Design and Consumption in the Aftermath of WWII
Thursday 28 August – Sunday 16 November 08
The Canyon, Basement
Free Admission

Technological development during WWII made killing and destruction more efficient and effective as compared to human conflicts of the past. New technologies and synthetic materials were harnessed and modern warfare employing planes, tanks and ships took the conflicts off the land and into the sky and sea. In the aftermath of the war, production shifted from military hardware to consumer production and wartime technologies became channelled towards the consumer market. Many of the advanced technologies that were to transform our daily lives in the sixties – including television, transistors, automation, nuclear power and new plastics became available in the 1950s.

Weapons of Mass Desire aims to provide visitors with a fresh perspective into war and its legacy by looking at post-WWII design and consumption. The exhibition will examine how ideas and technologies initially employed for violence were adapted by designers and manufacturers for the postwar peacetime improvement of everyday life, first globally and then in Singapore.

Storm by Jinnie Seo (Korea)
14 Jul – 11 Jan 09
10am – 8pm, daily
Glass Atrium, Level 2

The concept of the work is on "Theater". From different angles, perspectives or positions from the museum whether inside or outside, the work will look different, resonating different acts of a theatre work. Visitors of the museum will become audience and be part of this “play” along with the glass atrium environment, creating an intimate yet monumental space. In these new, three-dimensional works, the abstract linear forms have become real things, colourful lattices that drape and envelope the viewer. Radiant in saturated colour and transparent in an utterly different manner, these hanging paper grids ingeniously reiterate Seo's knack for idiosyncratic geometric form and her ongoing fascination with achieving a poetic visual reflection on life and social meaning.

Block 33 大牌三十三
Thursday 4 September – Saturday 6 September 08
8pm – 9pm
Entrance to History Gallery, Level 2

Block 33; the man believes that he is safe in the realm of the divine. Getting ready for his daily work, he ritualistically offers flower and incense at the alter where the image of the Bodhisattva sits.

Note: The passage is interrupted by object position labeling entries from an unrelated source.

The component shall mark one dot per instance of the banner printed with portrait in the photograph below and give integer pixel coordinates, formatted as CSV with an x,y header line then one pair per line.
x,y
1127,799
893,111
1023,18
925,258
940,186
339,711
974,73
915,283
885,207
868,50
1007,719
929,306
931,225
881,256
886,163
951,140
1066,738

The overseas Chinese finds counterpoints in ritual, drama and being, in his daily search of existence and protection. Entangled within the multi-layered web of history, culture, traditions that does not necessarily belong to him, he searched deeper.

Tang Quartet collaborates with choreographers Ix Wong and Aaron Khek in this multi-layered performance.

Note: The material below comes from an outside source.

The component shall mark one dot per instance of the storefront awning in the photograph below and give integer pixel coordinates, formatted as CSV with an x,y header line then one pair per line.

Set to the music of Hu Xiao-ou’s Mo Xie and Tan Dun’s Eight Colors the ensemble takes a trip where dreams and reality collides.

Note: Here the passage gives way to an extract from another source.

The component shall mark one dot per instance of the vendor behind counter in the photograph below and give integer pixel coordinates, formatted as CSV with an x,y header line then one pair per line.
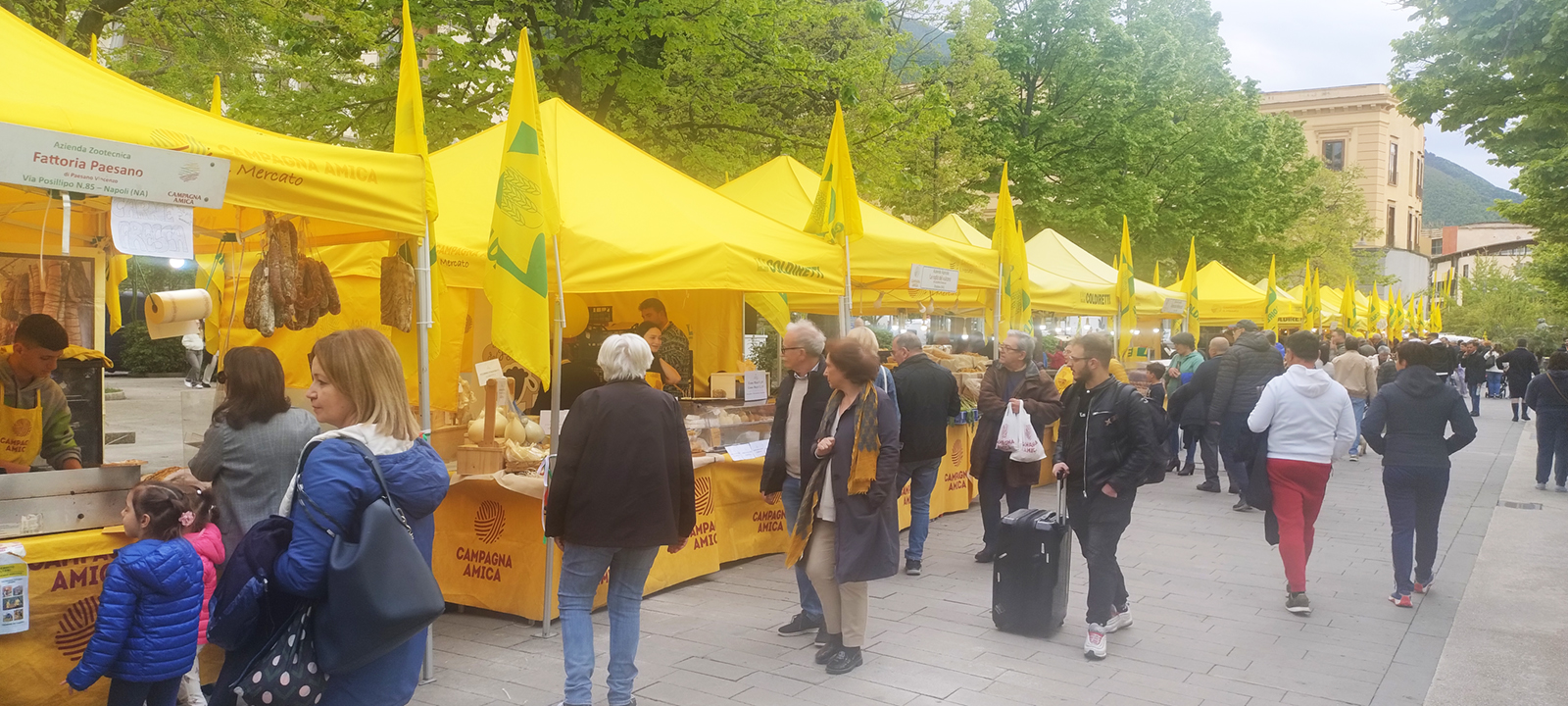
x,y
35,420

Old Sounds 古声 - A work in progress by Swee Boon Kuik
Thursday 11 September – Saturday 13 September 08
8pm – 9pm
Gallery Theatre, Basement

Old Sounds is multimedia blend of modern city sounds, endangered dialects, folksongs and film projection. This work explores modern man’s profound and intimate relationship with the gradual loss of tradition and the incessant changes in the environment. This is the third part of Project: Empty Room – Echo, and is the first time it is being presented to the public.

Project: Empty Room – Echo aims to preserve and revive the eroding cultural heritage that has been neglected by modern society. Empty Room was done by photographer Tan Nigap Heng. Part of his work will be exhibited in the lobby of the theatre while the remaining work will be incorporated into the dance choreography.

The second part - Echo, focuses on what has emerged as a significant concern in the Singapore-Malaysian region, the research and collection of the most pristine form possible of endangered dialects spoken via memoirs, stories and folksongs etc. These materials will then be integrated into the music for the performance.